Nein, es geht auch um die eigene, persönliche Reputation. Die Verlässlichkeit. Je öfter man Freunden und Bekannten absagt, sie verschiebt oder vertröstet, desto weniger kommen sie irgendwann auf dich zu. Sie unternehmen Dinge allein, sie planen ohne dich – ist ja einfacher zu planen für sie. Es finden irgendwann Dinge statt, an denen du nicht mehr teilnimmst – nicht, weil du sie abgesagt hast, sondern weil dir schlicht niemand mehr davon Bescheid gegeben hat. Weil du einfach nicht mehr verlässlich bist. Es ist nicht mehr nur FOMO – es geht um die komplette Sozialisierung. Es geht also auch um die Angst, nicht mehr gefragt zu werden, die Angst, ausgegrenzt zu werden.

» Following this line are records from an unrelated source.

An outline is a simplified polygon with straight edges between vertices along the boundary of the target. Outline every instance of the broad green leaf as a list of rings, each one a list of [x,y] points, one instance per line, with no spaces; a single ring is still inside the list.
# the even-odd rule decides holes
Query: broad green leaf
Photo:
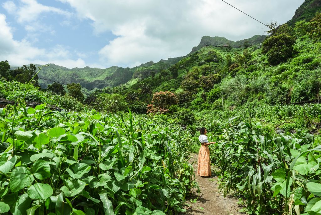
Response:
[[[107,193],[104,192],[99,194],[100,200],[104,205],[104,211],[106,215],[114,215],[113,204],[111,201],[108,199]]]
[[[14,136],[17,140],[26,141],[32,137],[32,135],[22,131],[17,131],[14,132]]]
[[[33,154],[30,156],[30,160],[33,162],[40,158],[44,157],[48,157],[51,158],[54,156],[55,155],[51,153],[48,152],[44,152],[43,153]]]
[[[134,187],[134,184],[129,182],[126,182],[123,184],[121,186],[121,189],[125,191],[128,191]]]
[[[10,207],[9,205],[2,201],[0,201],[0,213],[6,213],[9,211]]]
[[[83,163],[77,163],[71,166],[71,170],[67,168],[66,171],[69,173],[72,178],[79,179],[84,174],[88,173],[90,170],[90,166]]]
[[[279,169],[272,173],[273,178],[278,182],[282,182],[285,180],[286,175],[284,170]]]
[[[26,108],[28,108],[27,110],[27,112],[29,114],[34,114],[36,113],[36,110],[32,108],[29,107]]]
[[[40,159],[36,161],[32,165],[33,175],[40,180],[50,177],[51,175],[50,173],[50,164],[55,164]]]
[[[151,214],[152,215],[165,215],[164,212],[159,210],[155,210]]]
[[[312,207],[316,203],[321,201],[321,198],[313,198],[309,202],[304,210],[305,212],[308,212],[311,210]]]
[[[301,175],[306,175],[311,168],[315,164],[315,162],[308,163],[305,158],[301,156],[297,160],[293,167],[293,169],[296,170]]]
[[[72,215],[76,214],[77,215],[86,215],[86,214],[80,210],[77,210],[74,208],[73,209],[73,212],[71,214]]]
[[[31,204],[31,199],[29,198],[28,194],[23,193],[19,197],[11,212],[14,215],[25,214],[27,210],[30,207]]]
[[[280,193],[285,196],[286,196],[285,194],[287,194],[287,195],[286,195],[286,196],[289,196],[290,194],[291,193],[291,189],[290,187],[292,185],[292,182],[293,182],[293,180],[292,180],[292,178],[290,178],[289,179],[289,185],[288,186],[288,192],[287,193],[286,193],[286,181],[284,181],[280,185],[281,187],[282,188],[282,189],[281,189],[280,191]]]
[[[64,202],[62,193],[60,193],[57,197],[55,211],[57,215],[70,215],[71,213],[71,209],[68,204]]]
[[[60,127],[56,127],[51,128],[49,131],[48,135],[52,137],[58,137],[60,135],[65,134],[66,131],[63,128]]]
[[[71,196],[80,193],[86,186],[86,182],[80,180],[70,179],[66,181],[66,186],[71,192]]]
[[[12,171],[9,185],[13,192],[31,185],[34,179],[31,173],[24,166],[19,166]]]
[[[60,142],[66,143],[72,143],[78,141],[78,139],[75,136],[69,134],[64,134],[60,136],[57,140]]]
[[[28,188],[27,192],[32,199],[46,200],[52,195],[53,191],[48,184],[36,183]]]
[[[313,211],[319,214],[321,213],[321,200],[316,202],[310,209],[310,211]]]
[[[40,133],[38,136],[36,137],[34,141],[36,143],[35,147],[40,149],[43,145],[46,145],[49,143],[49,137],[44,133]]]
[[[78,160],[78,146],[76,145],[74,149],[74,159],[76,161]]]
[[[117,172],[115,172],[114,173],[114,174],[116,177],[116,179],[117,182],[119,182],[122,180],[124,180],[126,177],[123,176],[121,174]]]
[[[107,182],[111,180],[111,177],[107,173],[103,173],[98,175],[98,180],[99,181],[94,182],[94,187],[105,186]]]
[[[35,205],[27,210],[27,215],[35,215],[35,213],[37,209],[40,207],[40,205]]]
[[[11,170],[15,164],[17,157],[15,156],[0,166],[0,172],[4,174],[7,174]]]
[[[321,196],[321,184],[314,182],[307,183],[307,188],[310,192],[318,196]]]
[[[85,212],[87,215],[95,215],[95,210],[91,208],[85,208]]]
[[[123,175],[125,177],[127,176],[128,173],[132,171],[132,169],[133,167],[131,166],[128,166],[126,167],[125,169],[125,172],[124,172]],[[142,174],[143,174],[142,173]]]
[[[142,169],[142,174],[144,174],[145,173],[149,172],[152,170],[152,168],[148,166],[144,166],[143,169]]]
[[[64,196],[67,197],[71,197],[73,196],[71,192],[66,186],[63,186],[59,190],[62,191],[64,193]]]

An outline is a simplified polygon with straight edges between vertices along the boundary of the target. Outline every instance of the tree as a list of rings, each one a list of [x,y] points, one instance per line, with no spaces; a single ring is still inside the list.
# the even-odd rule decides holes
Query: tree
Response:
[[[245,63],[245,57],[243,55],[240,54],[236,51],[234,54],[235,56],[235,59],[237,61],[240,65],[243,65]]]
[[[12,76],[16,80],[21,83],[29,82],[35,76],[37,73],[37,68],[34,64],[31,63],[27,67],[23,65],[22,67],[11,71]],[[32,80],[32,83],[35,86],[38,85],[38,75],[37,75]]]
[[[295,38],[293,36],[293,30],[287,24],[278,28],[276,27],[276,22],[271,23],[268,26],[270,30],[266,32],[272,34],[262,43],[262,53],[266,54],[270,64],[276,66],[292,57]]]
[[[163,78],[165,79],[168,75],[168,72],[166,70],[160,70],[160,75],[163,77]]]
[[[178,69],[177,67],[177,66],[174,65],[169,68],[169,70],[173,75],[173,78],[176,79],[178,76]]]
[[[229,54],[226,55],[226,61],[227,61],[227,67],[230,68],[232,65],[232,59]]]
[[[310,21],[309,27],[311,29],[309,36],[315,42],[321,38],[321,13],[317,13]]]
[[[152,89],[147,84],[144,83],[141,86],[140,91],[141,94],[150,94],[152,93]]]
[[[296,36],[298,37],[302,37],[311,31],[310,23],[306,22],[305,20],[301,20],[295,23],[293,30],[295,32]]]
[[[127,94],[127,97],[126,98],[127,101],[129,102],[132,102],[134,101],[138,100],[139,98],[137,97],[137,95],[135,92],[133,91],[129,92]]]
[[[7,61],[0,61],[0,75],[8,79],[10,66]]]
[[[248,52],[248,50],[245,49],[243,51],[243,55],[245,59],[245,63],[247,63],[248,61],[251,60],[251,58],[252,57],[251,53]]]
[[[211,74],[200,78],[199,84],[203,88],[205,91],[208,92],[213,88],[214,84],[221,82],[221,76],[218,74]]]
[[[67,89],[70,96],[76,99],[79,101],[83,102],[84,99],[83,94],[81,92],[81,86],[79,84],[74,83],[67,85]]]
[[[155,73],[155,71],[152,71],[151,72],[151,76],[152,76],[152,79],[154,79],[154,78],[155,77],[155,74],[156,74],[156,73]]]
[[[95,95],[95,99],[90,104],[95,109],[105,112],[117,112],[127,109],[127,104],[124,97],[119,94],[99,93]]]
[[[245,48],[248,48],[251,46],[251,44],[250,44],[250,42],[248,42],[248,41],[247,40],[245,40],[245,41],[243,43],[243,47],[244,47]]]
[[[200,67],[202,70],[202,74],[203,76],[206,75],[211,71],[211,66],[208,64],[205,64]]]
[[[294,37],[288,34],[276,34],[263,42],[262,52],[266,54],[270,64],[276,66],[292,57],[295,42]]]
[[[66,94],[66,90],[62,85],[56,82],[48,85],[48,89],[56,94],[63,96]]]
[[[170,106],[178,103],[178,99],[173,93],[169,91],[155,93],[153,95],[152,104],[147,106],[147,113],[165,113],[168,111]]]

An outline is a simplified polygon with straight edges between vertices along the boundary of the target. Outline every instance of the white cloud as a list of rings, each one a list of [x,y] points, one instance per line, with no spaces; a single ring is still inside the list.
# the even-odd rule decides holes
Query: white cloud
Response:
[[[12,66],[52,63],[68,67],[86,66],[86,64],[81,58],[75,60],[69,59],[70,52],[67,47],[63,45],[57,45],[46,50],[35,47],[25,40],[14,40],[6,18],[5,15],[0,14],[0,60],[7,60]]]
[[[17,16],[17,21],[20,23],[25,23],[36,21],[39,16],[46,13],[52,12],[70,16],[70,13],[59,8],[46,6],[38,3],[36,0],[20,0],[21,3],[17,7],[12,1],[8,1],[2,4],[2,6],[10,14]]]
[[[108,66],[137,65],[183,56],[205,35],[236,41],[264,34],[264,26],[219,0],[60,0],[80,18],[92,22],[96,33],[118,37],[99,52]],[[264,23],[290,19],[304,0],[229,0]]]
[[[10,14],[13,13],[17,10],[17,6],[13,2],[11,1],[8,1],[2,4],[2,6]]]

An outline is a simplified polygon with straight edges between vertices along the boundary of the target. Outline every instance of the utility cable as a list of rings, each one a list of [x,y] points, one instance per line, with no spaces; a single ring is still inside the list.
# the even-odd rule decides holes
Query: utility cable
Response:
[[[267,24],[264,24],[264,23],[262,23],[262,22],[261,22],[260,21],[259,21],[258,20],[256,19],[255,18],[254,18],[253,16],[250,16],[248,14],[247,14],[245,12],[243,12],[241,10],[240,10],[239,9],[239,8],[237,8],[237,7],[236,7],[233,6],[232,5],[231,5],[230,4],[229,4],[229,3],[228,3],[226,2],[225,1],[224,1],[224,0],[221,0],[221,1],[222,2],[224,2],[225,3],[226,3],[226,4],[227,4],[228,5],[230,6],[231,6],[231,7],[233,7],[234,8],[235,8],[235,9],[236,9],[237,10],[241,12],[241,13],[244,14],[245,14],[247,16],[249,16],[249,17],[251,17],[251,18],[252,18],[253,19],[254,19],[255,20],[255,21],[256,21],[257,22],[258,22],[260,23],[261,23],[262,24],[264,25],[264,26],[265,26],[266,27],[267,27],[268,28],[269,28],[270,29],[271,29],[271,30],[273,30],[273,31],[275,31],[274,32],[274,33],[278,33],[279,34],[281,34],[281,35],[283,35],[283,36],[285,36],[286,37],[289,37],[289,36],[288,35],[286,35],[284,34],[283,34],[283,33],[280,33],[278,32],[277,31],[277,29],[276,29],[276,28],[274,28],[273,29],[272,27],[271,27],[271,26],[269,26],[268,25],[267,25]],[[311,48],[311,47],[309,47],[309,46],[308,46],[306,45],[304,45],[304,44],[303,44],[301,43],[300,42],[297,42],[296,41],[295,42],[296,43],[299,43],[299,44],[300,44],[301,45],[302,45],[303,46],[305,46],[307,48],[310,48],[310,49]]]
[[[15,71],[13,71],[12,70],[9,70],[9,71],[10,71],[10,72],[11,72],[12,73],[16,73],[16,74],[22,74],[22,73],[20,73],[18,72],[15,72]],[[66,84],[66,83],[63,83],[62,82],[59,82],[59,81],[56,81],[52,80],[49,80],[49,79],[46,79],[43,78],[39,78],[39,76],[38,76],[38,79],[42,79],[43,80],[46,80],[49,81],[52,81],[53,82],[56,82],[56,83],[58,83],[60,84],[64,84],[65,85],[68,85],[68,84]],[[120,94],[119,93],[107,93],[107,92],[104,92],[102,89],[91,89],[90,88],[86,88],[86,87],[83,87],[81,85],[80,85],[80,87],[81,88],[83,88],[84,89],[89,89],[89,90],[95,90],[95,91],[98,91],[98,92],[102,92],[102,93],[107,93],[108,94],[118,94],[118,95],[120,95],[121,96],[124,96],[124,95],[122,95],[122,94]]]

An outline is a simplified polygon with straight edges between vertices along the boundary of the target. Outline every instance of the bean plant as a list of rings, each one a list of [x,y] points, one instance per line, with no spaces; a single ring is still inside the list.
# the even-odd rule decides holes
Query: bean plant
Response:
[[[0,213],[176,214],[190,135],[143,116],[0,108]]]

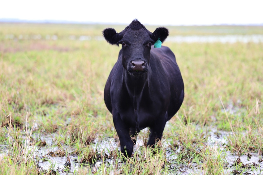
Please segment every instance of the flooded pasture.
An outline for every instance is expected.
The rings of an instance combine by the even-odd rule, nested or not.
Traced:
[[[168,126],[170,123],[167,123]],[[196,126],[196,129],[200,129]],[[207,138],[206,143],[203,143],[205,146],[209,147],[211,150],[219,148],[222,151],[222,156],[226,158],[224,173],[226,174],[240,174],[243,168],[247,170],[247,174],[263,174],[263,160],[262,156],[253,152],[243,155],[235,155],[226,149],[227,144],[226,137],[231,133],[218,130],[216,128],[206,129],[204,131],[204,137]],[[143,134],[147,134],[148,129],[142,131]],[[140,134],[142,134],[141,133]],[[97,172],[100,167],[104,164],[105,166],[120,167],[126,162],[120,160],[116,159],[116,154],[119,153],[119,142],[118,139],[113,138],[107,138],[103,139],[95,138],[89,146],[90,146],[97,155],[97,158],[93,160],[92,163],[83,163],[83,157],[76,152],[74,147],[66,145],[62,146],[56,141],[57,135],[55,133],[48,135],[45,134],[34,134],[32,139],[39,141],[38,146],[30,147],[29,150],[33,152],[34,158],[37,160],[37,166],[40,171],[58,173],[60,174],[75,174],[81,166],[89,166],[92,169],[92,172]],[[172,138],[166,139],[162,141],[162,147],[166,148],[165,156],[166,165],[168,166],[170,174],[203,174],[202,168],[203,162],[195,162],[188,164],[178,163],[178,155],[182,149],[184,149],[179,143],[177,148],[173,148],[171,143],[175,142]],[[30,142],[26,140],[26,142]],[[143,154],[141,149],[144,146],[145,141],[138,136],[136,144],[134,146],[134,152],[137,154]],[[6,152],[3,151],[4,147],[1,148],[1,154],[3,156]],[[133,155],[133,156],[136,155]],[[87,164],[85,165],[85,164]],[[237,168],[237,166],[239,166]],[[248,170],[248,169],[249,170]],[[115,172],[107,172],[109,174],[115,174]]]

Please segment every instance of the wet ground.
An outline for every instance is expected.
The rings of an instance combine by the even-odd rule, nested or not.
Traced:
[[[226,157],[226,164],[224,168],[225,173],[227,174],[239,174],[241,173],[240,169],[237,170],[236,165],[242,165],[241,168],[246,168],[248,171],[246,172],[246,174],[263,174],[263,161],[261,156],[257,154],[252,153],[248,153],[240,156],[235,155],[230,151],[224,151],[224,145],[227,142],[226,136],[229,134],[228,132],[217,130],[216,128],[210,130],[211,131],[207,133],[206,136],[208,137],[208,143],[207,143],[211,148],[222,148],[223,154],[225,154]],[[143,131],[147,132],[147,131]],[[80,161],[81,157],[78,157],[75,150],[71,147],[63,146],[61,148],[57,145],[55,140],[55,134],[54,133],[48,136],[43,135],[33,135],[32,137],[35,138],[40,138],[41,141],[41,144],[44,146],[37,147],[32,149],[35,149],[35,154],[38,157],[37,162],[40,171],[46,172],[50,171],[55,171],[60,174],[74,174],[77,172],[79,167],[80,166]],[[162,146],[167,148],[166,152],[167,161],[169,162],[171,174],[174,174],[175,171],[179,172],[180,174],[202,174],[202,165],[196,163],[191,163],[188,165],[178,165],[176,163],[177,158],[175,151],[171,151],[169,148],[169,139],[163,140]],[[140,147],[143,146],[143,141],[138,140],[136,145],[135,146],[135,150]],[[102,140],[95,139],[93,143],[91,145],[93,149],[97,153],[103,153],[104,155],[108,156],[108,159],[105,160],[107,165],[115,165],[116,161],[112,157],[112,152],[116,149],[120,150],[118,141],[114,138],[107,138]],[[1,149],[2,148],[1,148]],[[180,151],[180,147],[176,152]],[[1,156],[1,155],[0,155]],[[124,163],[119,160],[118,163]],[[98,159],[93,165],[94,171],[98,169],[102,162]],[[241,163],[241,164],[240,164]],[[117,165],[118,166],[118,165]],[[67,168],[66,168],[67,167]],[[66,170],[68,170],[66,171]],[[244,173],[244,172],[243,172]]]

Ich glaube, ich bin nun langsam in einer Situation, in der ich lernen muss, meine autismusbedingten Einschränkungen zu akzeptieren und zu schauen, wie ich FOMO, Sozialleben und den eigenen Energiehaushalt mehr und mehr unter einen Hut bekomme. Ich bin noch immer im Kopf an der Stelle, dass ich mir eigentlich nicht erlauben will, mein Leben einzuschränken. Die zahllosen schönen Dinge, die man noch nicht gesehen und ausprobiert hat, für alle Zeiten ungesehen und ungetan zu lassen. Und doch ist es wohl an der Zeit, in der ich damit irgendwie zurecht kommen muss. Und natürlich macht mich dieser Gedanke traurig und zieht mich unfassbar nach unten – und stresst.

Und bis ich letztlich irgendwann wirklich so weit bin, mein Leben umzustellen, bis dahin werde ich wohl noch sehr viel Geld für ungenutzte Tickets das Klo runterspülen. Leider. Bestimmt verpasse ich dann ganz viel.